Authors

Discussion

RNA editing ligase 1 (REL1) plays a crucial role in uridylyl insertion/deletion mRNA editing, a unique and extensive form of post-transcriptional RNA modification in the mitochondria of trypanosomatid parasites. Previous gene knockdown and knockout studies showed that REL1 is essential for the survival of Trypanosoma brucei, the causative agent of sleeping sickness (Schnaufer et al., 2001; Gao & Simpson, 2003). Since REL1 is highly conserved, essentiality is expected for other trypanosomatid species as well. The crystal structure of TbREL1 revealed a well-defined ATP-binding pocket with distinct differences to mammalian DNA and RNA ligases (Deng et al., 2004). This offers exciting potential for the development of specific REL1 inhibitors with broad anti-trypanosomatid properties.

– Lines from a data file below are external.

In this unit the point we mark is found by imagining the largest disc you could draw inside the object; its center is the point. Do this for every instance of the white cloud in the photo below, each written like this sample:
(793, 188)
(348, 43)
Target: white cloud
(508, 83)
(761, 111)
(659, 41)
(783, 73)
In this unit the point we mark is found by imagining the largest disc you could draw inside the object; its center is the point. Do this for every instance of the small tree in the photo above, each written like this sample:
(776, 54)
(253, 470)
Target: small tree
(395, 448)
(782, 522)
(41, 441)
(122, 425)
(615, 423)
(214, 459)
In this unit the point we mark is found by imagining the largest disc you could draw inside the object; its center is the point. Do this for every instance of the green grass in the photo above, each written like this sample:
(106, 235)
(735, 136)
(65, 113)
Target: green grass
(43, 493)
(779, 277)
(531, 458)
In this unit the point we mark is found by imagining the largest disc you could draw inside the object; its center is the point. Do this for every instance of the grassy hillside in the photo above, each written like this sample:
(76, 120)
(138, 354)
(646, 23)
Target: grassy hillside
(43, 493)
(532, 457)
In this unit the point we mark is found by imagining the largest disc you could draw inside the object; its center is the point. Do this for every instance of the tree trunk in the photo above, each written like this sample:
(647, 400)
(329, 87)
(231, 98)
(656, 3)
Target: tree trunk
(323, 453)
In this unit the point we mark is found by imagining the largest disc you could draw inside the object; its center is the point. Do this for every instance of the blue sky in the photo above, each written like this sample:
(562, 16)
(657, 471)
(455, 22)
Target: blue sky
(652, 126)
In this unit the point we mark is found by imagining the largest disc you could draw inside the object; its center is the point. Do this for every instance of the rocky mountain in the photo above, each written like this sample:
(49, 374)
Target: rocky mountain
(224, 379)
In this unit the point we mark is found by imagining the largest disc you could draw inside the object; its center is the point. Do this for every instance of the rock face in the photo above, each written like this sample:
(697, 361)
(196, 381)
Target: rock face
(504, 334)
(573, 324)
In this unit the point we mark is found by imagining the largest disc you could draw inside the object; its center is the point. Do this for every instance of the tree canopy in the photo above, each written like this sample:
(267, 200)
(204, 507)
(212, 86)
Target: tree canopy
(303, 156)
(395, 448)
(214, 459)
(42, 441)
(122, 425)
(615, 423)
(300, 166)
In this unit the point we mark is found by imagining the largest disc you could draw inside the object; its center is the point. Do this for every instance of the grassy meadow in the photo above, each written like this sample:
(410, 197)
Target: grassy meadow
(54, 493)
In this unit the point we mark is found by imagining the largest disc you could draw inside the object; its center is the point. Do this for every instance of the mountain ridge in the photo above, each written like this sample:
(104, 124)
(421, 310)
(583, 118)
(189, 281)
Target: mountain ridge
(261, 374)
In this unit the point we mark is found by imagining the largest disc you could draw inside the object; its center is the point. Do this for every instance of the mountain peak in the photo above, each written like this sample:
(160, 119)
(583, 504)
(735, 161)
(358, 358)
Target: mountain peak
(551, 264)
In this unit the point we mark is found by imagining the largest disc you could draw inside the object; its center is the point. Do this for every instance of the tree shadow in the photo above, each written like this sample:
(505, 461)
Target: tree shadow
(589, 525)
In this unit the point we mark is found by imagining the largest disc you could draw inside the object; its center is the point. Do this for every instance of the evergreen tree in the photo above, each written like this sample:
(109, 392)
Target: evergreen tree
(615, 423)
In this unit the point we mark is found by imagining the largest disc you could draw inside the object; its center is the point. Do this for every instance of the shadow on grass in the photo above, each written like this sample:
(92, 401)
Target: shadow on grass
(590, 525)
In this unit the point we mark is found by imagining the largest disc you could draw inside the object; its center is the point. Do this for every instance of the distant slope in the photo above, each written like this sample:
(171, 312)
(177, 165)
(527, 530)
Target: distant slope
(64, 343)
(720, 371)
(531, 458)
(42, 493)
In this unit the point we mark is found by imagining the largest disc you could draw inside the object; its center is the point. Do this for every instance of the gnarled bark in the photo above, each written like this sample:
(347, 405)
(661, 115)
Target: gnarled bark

We developed a high-throughput activity assay for REL1 (Zimmermann et al., 2016) and tested over 600,000 compounds in four independent screening campaigns. Promising series of REL1 small molecule inhibitors were identified with an average hit rate of ~1%, and interesting structure-activity relationships emerged for some series. Several compounds inhibited REL1 from different trypanosomatid species, including Leishmania donovani and Trypanosoma cruzi, but are much less potent against a related bacteriophage RNA ligase, suggesting high specificity in vitro. As part of ongoing hit-to-lead development efforts, we are investigating specificity in vivo, optimising the expression of recombinant REL1 orthologues with the help of differential scanning fluorimetry, and using crystallography and surface plasmon resonance as tools to study REL1-inhibitor interactions. In addition, CRISPR-Cas9-based knockout studies in Leishmania mexicana suggest that REL1 is indeed essential in this trypanosomatid.